Comment from Steve Hancock, Professional Services Director, AML Analytics:
This guidance paper that was issued by the Banking Supervision Department of the Hong Kong Monetary Authority in December. Whilst aimed at domestic Hong Kong banking sector, it does set an interesting tone, and no doubt one that other regulators are likely to follow.
In our experience, this guidance is the most detailed that we have seen from any regulator around the world. The sections that are of particular interest are 1.3(a), 2.1, 2.3, 2.4, 3.9 (e), 3.11 and 3.12. However, section’s 2.1, 2.6 and 3.9(e) are the most far reaching, and say:
2.1 ‘Authorized Institutions should be conversant with the abilities of the algorithm used in its transaction screening system, with particular attention being paid to the ability of the name screening system to identify names with minor alterations such as reverse order, partial name and abbreviated forms’
2.6 ‘Where an Authorized Institution subscribes to a commercial risk register (where designated entities and jurisdictions that have been added by the relevant authorities, e.g.

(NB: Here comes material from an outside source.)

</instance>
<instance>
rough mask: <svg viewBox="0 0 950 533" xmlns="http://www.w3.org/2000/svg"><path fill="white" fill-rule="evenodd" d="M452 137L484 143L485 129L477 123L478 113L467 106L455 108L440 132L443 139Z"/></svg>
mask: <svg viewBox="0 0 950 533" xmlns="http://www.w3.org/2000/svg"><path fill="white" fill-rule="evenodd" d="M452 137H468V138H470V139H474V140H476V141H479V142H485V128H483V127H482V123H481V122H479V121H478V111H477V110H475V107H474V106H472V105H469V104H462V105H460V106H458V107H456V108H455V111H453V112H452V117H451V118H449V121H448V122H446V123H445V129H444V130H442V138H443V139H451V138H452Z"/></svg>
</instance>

United Nations Security Council and Office of Foreign Assets Control, would be added automatically to the Authorized Institution’s database), Authorized Institutions should periodically conduct sample testing on the names of newly added designated entities and jurisdictions to ensure the completeness and accuracy of the database’.
3.9 (e)’Authorized Institutions should:
understand how the data, or artificial intelligence, that is entered into the automated system correlates to the Authorized Institution’s requirements and the ML/TF risks to which it is subject’.